Average rent prices are in fact on the rise (though just slightly) after more than a year of unprecedented declines caused by the COVID-19 pandemic. We can thank soaring vaccination rates, falling case counts and the imminent reopening of offices for an uptick in demand driving this trend.
That said, as newly-published research from Bullpen Research & Consulting and TorontoRentals.com shows, the average monthly rent across the GTA for June was still about nine per cent lower (or $200) than it was last year at this time.
Compared to the previous high peak — $2,461 in November of 2019 — rent prices are still about $440 dollars less on average, hitting a new rate of $2,017 across all property types in the region last month.
When broken down by specific cities within the GTA, we're still seeing rent prices rise faster in some suburbs far faster than others; a handful of areas even continue to experience declining rent prices. And when broken down by neighbourhoods within the City of Toronto proper, the same phenomenon emerges.
"Many of our clients are indicating strong demand in York Region and downtown Toronto, as tenants prepare for a return to the office and are snapping up suites in proximity to the largest employment centres in the GTA," said rentals.ca CEO Matt Danison when releasing his firm's latest Toronto-specific rent report on Monday.
Contrary to what was happening earlier in the pandemic, when prices started rising in the suburbs surrounding Toronto faster than in the 416 itself, the downtown core is now once again gaining more and more of the rental market share.

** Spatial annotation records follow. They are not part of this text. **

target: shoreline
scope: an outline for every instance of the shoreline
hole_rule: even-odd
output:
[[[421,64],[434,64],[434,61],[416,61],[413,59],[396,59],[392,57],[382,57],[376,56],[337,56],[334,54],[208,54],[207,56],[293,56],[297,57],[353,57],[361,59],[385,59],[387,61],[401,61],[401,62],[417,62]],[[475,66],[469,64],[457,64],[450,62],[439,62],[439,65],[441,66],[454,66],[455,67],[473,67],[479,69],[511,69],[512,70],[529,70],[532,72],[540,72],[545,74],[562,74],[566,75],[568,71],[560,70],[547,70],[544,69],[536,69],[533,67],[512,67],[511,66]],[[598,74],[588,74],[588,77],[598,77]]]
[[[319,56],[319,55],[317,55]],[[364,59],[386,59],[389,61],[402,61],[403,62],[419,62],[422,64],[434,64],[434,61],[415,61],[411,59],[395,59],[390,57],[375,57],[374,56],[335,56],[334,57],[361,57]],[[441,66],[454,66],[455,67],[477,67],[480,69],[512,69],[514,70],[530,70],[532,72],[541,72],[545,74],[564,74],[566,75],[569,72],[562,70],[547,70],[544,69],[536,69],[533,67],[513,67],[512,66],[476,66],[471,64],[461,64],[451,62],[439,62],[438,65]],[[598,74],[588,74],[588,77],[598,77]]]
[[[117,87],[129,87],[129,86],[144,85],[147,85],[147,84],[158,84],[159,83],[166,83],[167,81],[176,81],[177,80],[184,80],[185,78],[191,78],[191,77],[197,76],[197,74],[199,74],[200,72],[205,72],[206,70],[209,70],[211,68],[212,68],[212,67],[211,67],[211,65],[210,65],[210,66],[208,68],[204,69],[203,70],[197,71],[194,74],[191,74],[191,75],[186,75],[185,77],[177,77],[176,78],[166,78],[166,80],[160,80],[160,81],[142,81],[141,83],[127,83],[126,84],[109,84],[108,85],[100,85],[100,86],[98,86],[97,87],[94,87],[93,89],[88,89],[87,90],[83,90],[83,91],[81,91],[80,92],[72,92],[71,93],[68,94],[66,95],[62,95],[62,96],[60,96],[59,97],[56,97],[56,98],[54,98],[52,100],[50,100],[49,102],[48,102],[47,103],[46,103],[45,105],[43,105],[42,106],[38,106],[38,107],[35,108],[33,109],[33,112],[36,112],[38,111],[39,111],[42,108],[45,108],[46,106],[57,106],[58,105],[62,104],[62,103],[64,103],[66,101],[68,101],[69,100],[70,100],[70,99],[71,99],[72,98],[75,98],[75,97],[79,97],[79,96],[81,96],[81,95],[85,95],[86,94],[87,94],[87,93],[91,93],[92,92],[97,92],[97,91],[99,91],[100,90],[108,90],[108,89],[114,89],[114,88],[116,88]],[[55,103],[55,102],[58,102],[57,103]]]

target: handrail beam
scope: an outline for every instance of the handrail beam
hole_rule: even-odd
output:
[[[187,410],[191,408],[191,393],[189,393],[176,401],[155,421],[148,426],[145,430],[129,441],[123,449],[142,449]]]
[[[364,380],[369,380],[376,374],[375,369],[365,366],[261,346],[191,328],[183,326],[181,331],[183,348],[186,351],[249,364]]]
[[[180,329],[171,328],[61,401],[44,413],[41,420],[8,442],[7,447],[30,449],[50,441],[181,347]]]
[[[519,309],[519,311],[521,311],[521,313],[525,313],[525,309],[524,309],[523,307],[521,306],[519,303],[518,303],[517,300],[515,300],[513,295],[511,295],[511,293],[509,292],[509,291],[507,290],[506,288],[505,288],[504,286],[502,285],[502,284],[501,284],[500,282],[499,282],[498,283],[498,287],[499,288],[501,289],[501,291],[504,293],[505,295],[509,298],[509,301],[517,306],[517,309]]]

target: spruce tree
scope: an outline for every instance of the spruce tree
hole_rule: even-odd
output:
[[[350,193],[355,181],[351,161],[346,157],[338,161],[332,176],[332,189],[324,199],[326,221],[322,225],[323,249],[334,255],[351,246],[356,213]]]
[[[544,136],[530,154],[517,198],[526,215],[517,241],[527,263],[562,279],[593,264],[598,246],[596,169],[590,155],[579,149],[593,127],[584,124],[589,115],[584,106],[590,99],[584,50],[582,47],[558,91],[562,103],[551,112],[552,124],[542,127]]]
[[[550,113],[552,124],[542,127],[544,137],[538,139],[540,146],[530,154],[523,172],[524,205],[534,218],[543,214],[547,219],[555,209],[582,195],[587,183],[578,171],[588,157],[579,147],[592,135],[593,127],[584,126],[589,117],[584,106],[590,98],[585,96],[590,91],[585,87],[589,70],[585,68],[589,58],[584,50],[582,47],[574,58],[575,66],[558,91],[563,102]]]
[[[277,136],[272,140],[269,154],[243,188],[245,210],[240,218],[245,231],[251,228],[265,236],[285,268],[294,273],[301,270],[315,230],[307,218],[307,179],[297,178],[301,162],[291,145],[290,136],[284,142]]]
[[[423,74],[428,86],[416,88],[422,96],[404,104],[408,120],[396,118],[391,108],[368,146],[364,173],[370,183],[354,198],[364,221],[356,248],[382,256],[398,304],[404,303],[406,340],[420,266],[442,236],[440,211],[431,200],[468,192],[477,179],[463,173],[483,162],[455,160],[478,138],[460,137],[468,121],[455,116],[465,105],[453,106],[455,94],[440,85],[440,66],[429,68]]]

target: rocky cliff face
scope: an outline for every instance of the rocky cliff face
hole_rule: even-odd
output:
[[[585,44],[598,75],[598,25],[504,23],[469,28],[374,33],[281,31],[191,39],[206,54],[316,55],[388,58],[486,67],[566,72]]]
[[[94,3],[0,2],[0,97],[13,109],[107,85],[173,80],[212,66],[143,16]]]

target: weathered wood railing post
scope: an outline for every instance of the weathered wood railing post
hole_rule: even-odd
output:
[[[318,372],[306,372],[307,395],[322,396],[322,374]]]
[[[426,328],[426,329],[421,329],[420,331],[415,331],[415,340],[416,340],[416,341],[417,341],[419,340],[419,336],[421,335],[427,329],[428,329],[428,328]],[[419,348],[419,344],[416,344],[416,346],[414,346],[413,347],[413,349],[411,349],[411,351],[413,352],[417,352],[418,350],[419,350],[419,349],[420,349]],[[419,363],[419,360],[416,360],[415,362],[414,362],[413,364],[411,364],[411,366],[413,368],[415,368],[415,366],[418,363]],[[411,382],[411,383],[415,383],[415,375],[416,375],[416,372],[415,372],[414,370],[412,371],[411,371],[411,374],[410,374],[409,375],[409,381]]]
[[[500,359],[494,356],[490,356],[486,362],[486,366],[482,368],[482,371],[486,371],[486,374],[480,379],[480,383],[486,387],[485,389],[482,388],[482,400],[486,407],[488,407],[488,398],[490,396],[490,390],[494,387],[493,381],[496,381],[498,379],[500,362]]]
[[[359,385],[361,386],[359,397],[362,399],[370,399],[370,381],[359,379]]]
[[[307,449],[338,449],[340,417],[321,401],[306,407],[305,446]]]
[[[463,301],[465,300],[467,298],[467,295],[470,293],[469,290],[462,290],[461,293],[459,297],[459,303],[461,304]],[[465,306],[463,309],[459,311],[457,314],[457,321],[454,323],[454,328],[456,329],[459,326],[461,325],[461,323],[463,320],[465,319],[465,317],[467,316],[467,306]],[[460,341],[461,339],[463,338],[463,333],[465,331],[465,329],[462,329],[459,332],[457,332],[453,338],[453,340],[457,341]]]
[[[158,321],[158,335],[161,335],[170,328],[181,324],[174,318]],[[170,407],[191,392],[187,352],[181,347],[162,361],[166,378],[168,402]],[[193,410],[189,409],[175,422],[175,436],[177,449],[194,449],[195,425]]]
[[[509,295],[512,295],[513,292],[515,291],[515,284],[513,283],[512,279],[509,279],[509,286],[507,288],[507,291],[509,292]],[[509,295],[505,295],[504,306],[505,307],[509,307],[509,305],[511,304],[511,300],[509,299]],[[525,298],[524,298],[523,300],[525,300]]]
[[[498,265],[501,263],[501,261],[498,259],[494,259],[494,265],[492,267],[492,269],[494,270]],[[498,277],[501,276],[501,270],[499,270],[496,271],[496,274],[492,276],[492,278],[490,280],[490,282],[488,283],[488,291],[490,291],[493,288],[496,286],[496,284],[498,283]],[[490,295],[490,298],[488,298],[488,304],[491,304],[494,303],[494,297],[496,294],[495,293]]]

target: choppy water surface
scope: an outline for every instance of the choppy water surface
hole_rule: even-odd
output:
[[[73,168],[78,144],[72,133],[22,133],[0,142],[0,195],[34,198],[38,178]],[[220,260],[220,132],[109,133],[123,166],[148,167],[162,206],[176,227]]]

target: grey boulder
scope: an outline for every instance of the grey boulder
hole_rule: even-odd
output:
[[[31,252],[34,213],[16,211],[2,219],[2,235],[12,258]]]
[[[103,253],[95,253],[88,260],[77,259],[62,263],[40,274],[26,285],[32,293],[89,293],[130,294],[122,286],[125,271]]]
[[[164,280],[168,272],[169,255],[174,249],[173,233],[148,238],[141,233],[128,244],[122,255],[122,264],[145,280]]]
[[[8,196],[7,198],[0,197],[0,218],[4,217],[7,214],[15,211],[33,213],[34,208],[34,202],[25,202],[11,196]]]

"In June, the average monthly rental rate for single-family homes was 14.3 per cent higher in Toronto than the rest of the GTA, while condo rentals were 4.1 per cent higher in Toronto than in the rest of the GTA," reads the new report. "Apartments were 8.9 per cent higher in Toronto compared to the rest of the GTA."
Further rent growth is expected this fall fall as things continue to open up and remote workers flock back to the 6ix. Bullpen is forecasting doubly-digit rent growth across the GTA in 2022, but here's where we stand as we exit the second quarter of 2021:
Cabbagetown-South St. James town saw the lowest prices available on rental units in Toronto during Q2 at an average of $1,700 per month, a drop of about one per cent from the quarter previous.
South Parkdale remains one of Toronto's most affordable neighbourhoods as well with an average rental price in Q2 of $1,780 (an increase of 0.9 per cent).
North St. James Town, in which rent prices dipped 3.8 per cent over the past three months (not including July) boasted an average price of $1,850 across all types of units.
The size and type of unit someone rents will obviously impact how much a landlord charges; it's possible that more one-bedroom and apartment units were rented out in these neighbourhoods during the time period surveyed than, say, three-bedroom condos or detached houses.
"Interestingly, the Church-Yonge Street Corridor experienced a decline in average rent quarterly, falling 1.8% to $1,912 per month," reads the report. "One of the contributing factors in the decline in the-Church-Yonge Corridor is the shrinking average unit size quarter over quarter, falling from 642 square feet in Q1-2021 to 633 in Q2-2021."